« 14 x 8000 Au sommet de l’impossible » ou la prouesse de Nirmal Purja sur le toit du monde
Le 29 novembre 2021, le documentaire 14 x 8000 Au sommet de l’impossible est sorti sur la plateforme de streaming Netflix. Retraçant l’univers et l’incroyable aventure de Nirmal Purja, alias Nims, dans son projet « Possible Project », il montre à travers de somptueuses images ce qu’a été, pour un petit groupe inconnu de népalais, l’ascension des quatorze sommets les plus hauts du monde.
À la tête de la troupe, le leader, Nims, avec un objectif : grimper les quatorze sommets de plus de huit mille mètres en seulement sept mois.
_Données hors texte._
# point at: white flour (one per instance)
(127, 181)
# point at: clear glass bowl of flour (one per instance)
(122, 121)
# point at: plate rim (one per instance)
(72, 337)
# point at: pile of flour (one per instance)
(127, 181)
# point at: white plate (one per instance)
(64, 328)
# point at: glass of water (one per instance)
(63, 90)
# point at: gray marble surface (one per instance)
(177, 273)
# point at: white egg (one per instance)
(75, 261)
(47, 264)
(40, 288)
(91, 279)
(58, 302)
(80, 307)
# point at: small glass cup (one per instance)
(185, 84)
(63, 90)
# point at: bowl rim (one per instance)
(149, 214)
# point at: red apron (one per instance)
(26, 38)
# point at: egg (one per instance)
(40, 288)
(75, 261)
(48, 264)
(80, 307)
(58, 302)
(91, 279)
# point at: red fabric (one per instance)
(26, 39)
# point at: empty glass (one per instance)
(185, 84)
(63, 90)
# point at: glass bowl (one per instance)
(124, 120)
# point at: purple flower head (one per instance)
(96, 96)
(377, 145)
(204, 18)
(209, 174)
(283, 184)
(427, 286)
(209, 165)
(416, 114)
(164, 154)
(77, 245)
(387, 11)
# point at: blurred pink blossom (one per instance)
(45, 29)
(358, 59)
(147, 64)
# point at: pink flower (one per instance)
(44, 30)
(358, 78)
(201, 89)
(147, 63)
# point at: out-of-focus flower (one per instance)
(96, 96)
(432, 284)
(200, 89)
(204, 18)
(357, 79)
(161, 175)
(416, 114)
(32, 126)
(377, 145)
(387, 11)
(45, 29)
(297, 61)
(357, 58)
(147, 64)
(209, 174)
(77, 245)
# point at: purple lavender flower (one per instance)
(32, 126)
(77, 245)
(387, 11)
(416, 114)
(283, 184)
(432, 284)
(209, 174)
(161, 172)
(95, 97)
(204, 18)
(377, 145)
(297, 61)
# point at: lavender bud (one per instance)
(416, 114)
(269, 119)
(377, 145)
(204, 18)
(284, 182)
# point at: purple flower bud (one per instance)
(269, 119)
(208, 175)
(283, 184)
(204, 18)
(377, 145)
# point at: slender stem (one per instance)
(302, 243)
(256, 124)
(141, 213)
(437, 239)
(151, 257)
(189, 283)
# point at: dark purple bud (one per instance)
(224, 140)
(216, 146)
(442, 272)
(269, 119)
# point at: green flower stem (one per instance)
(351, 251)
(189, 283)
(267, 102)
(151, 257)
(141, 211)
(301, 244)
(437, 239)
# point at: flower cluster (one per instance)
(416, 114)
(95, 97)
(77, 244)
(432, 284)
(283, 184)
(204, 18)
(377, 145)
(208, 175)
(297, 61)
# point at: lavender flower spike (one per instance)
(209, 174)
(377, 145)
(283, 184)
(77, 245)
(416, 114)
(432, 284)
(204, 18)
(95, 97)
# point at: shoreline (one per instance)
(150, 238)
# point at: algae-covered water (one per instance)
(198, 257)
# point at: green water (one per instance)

Inspiré par sa mère puis transporté par sa foi et son envie de montrer au monde ce que peuvent faire les Népalais, le jeune homme, patriote, lance ses dés dans une course folle, à laquelle très peu de gens ont concouru.
Un projet complètement fou
Des projets fous, il en existe beaucoup, mais celui-ci est complètement déjanté. Gravir les sommets de plus de huit mille mètres ça a déjà été fait. Le premier était Reinhold Messner en 1986, puis ont suivi le polonais Jerzy Kukuczka, et le suisse Erhard Loretan. Le record du monde établi par le coréen Kim Chang-ho de l’ascension des 14 sommets qui trônait jusque là, s’était fait en 7 ans, 10 mois et 6 jours. Quand Nims décide de créer son projet, l’ambition est de la réaliser en seulement 7 mois. De nombreux alpinistes lui ont rabâché que c’était certes ambitieux et prestigieux mais tout bonnement « impossible« . Entêté, il a donc répondu à cela en créant son projet « Possible project ».
Son idée a été de construire son expédition en 3 phases, en filmant chacune de ses ascensions pour montrer au reste du monde ce qu’il était capable de faire. Caméra sur la tête, il débute la première phase le 23 avril 2019, regroupant l’ascension de six sommets népalais, l’Annapurna, le Dhaulagiri, le Kanchenjunga, l’Everest, le Lhotse et le Makalu. Dans un deuxième temps il s’attaque aux cinq sommets pakistanais : le Nanga Parbat, les Gasherbrum I et II, le K2 et le Broad Peak, puis termine par la troisième phase en septembre, entre le Népal et la Chine pour gravir le Cho Oyu, le Manaslu et finalement le Shishapangma.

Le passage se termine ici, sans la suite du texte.